Deux femmes à Dresde (par Charles Duttine)
« On ne se console pas des chagrins, on s’en distrait » (Stendhal, Armance)
Elle était dans cette ville pour quelques jours. On lui avait dit « Change un peu d’horizon, cela te fera du bien, il faut oublier. Visite l’Italie ou l’Europe Centrale, tu y trouveras des trésors cachés ». Des proches lui avaient offert un coffret-voyage pour un week-end. Elle pouvait choisir parmi de nombreuses destinations. Et elle avait opté pour Dresde, une amie l’accompagnait. La destination n’est guère prisée des touristes, en tout cas des Français. Son amie et elle pourraient couper avec la routine dans cette cité pour ce court moment. Le temps du séjour, elles entendraient autour d’elles d’autres sonorités, du germanique, du tchèque, du russe. Ne serait-ce que par cette musique des mots, elles connaîtraient un vague dépaysement.
Il pesait sur la ville un de ces ciels de novembre, bas et gris. Pourtant elle était belle, cette cité. Elle avait dû surtout être très belle, les stigmates de la guerre étant toujours présents. Malgré les efforts de reconstruction, on sentait que cette cité avait eu son lot de souffrances. Bombardée comme elle le fut dans les derniers mois de la seconde guerre mondiale, elle semblait encore meurtrie.

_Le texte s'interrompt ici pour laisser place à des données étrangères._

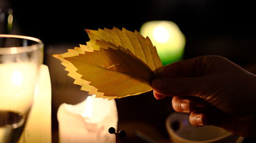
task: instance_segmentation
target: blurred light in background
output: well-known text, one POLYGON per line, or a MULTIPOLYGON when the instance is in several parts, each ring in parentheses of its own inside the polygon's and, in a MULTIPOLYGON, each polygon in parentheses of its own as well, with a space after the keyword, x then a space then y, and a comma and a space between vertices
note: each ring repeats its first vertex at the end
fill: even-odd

Une ville qui accueillait au moment de cette nuit tragique des réfugiés, femmes, enfants, vieillards, fuyant l’avancée inéluctable de l’armée ennemie. Une nuit terrible où furent déversées des tonnes et des tonnes de bombes incendiaires. Il fallait faire plier leur pays, l’agenouiller, qu’il cesse au plus vite les combats, et tant pis si le prix à payer se comptait en civils ! Une logique de guerre cynique et cruelle, réponse à d’autres cruautés.
C’est ce que s’étaient raconté les deux amies.
Elles visitaient la Gemäldegalerie. Elles déambulaient devant une profusion de chefs-d’œuvre. Une vraie corne d’abondance libérant à foison des Raphaël, Titien, Dürer, Tintoret… Et notre personnage s’était arrêtée devant un tableau. Elle n’arrivait pas à s’en défaire. Curieux tableau que cette « Jeune fille lisant une lettre à sa fenêtre ». Peinture de Vermeer, dit Vermeer de Delft. Notre visiteuse détaillait cette toile qui la plongeait dans la Hollande du XVII°, celle du siècle d’or. Au premier plan, une large table sur laquelle avait été laissée en désordre une corbeille de fruits, à la symbolique mystérieuse. Et de riches tentures, rouges et vertes, encadrant la scène et cette fenêtre qui venait illuminer cette jeune fille lisant. Cette jeune liseuse semblait tout absorbée par la lettre. Yeux baissés, les deux mains tenant ce courrier, visage impassible tendu vers cette missive. Pas de joie ni de tristesse ne se laissaient deviner, peut-être une légère moue à peine perceptible. En tout cas, une concentration très forte vers ce bout de papier annonçant on ne sait quelle nouvelle.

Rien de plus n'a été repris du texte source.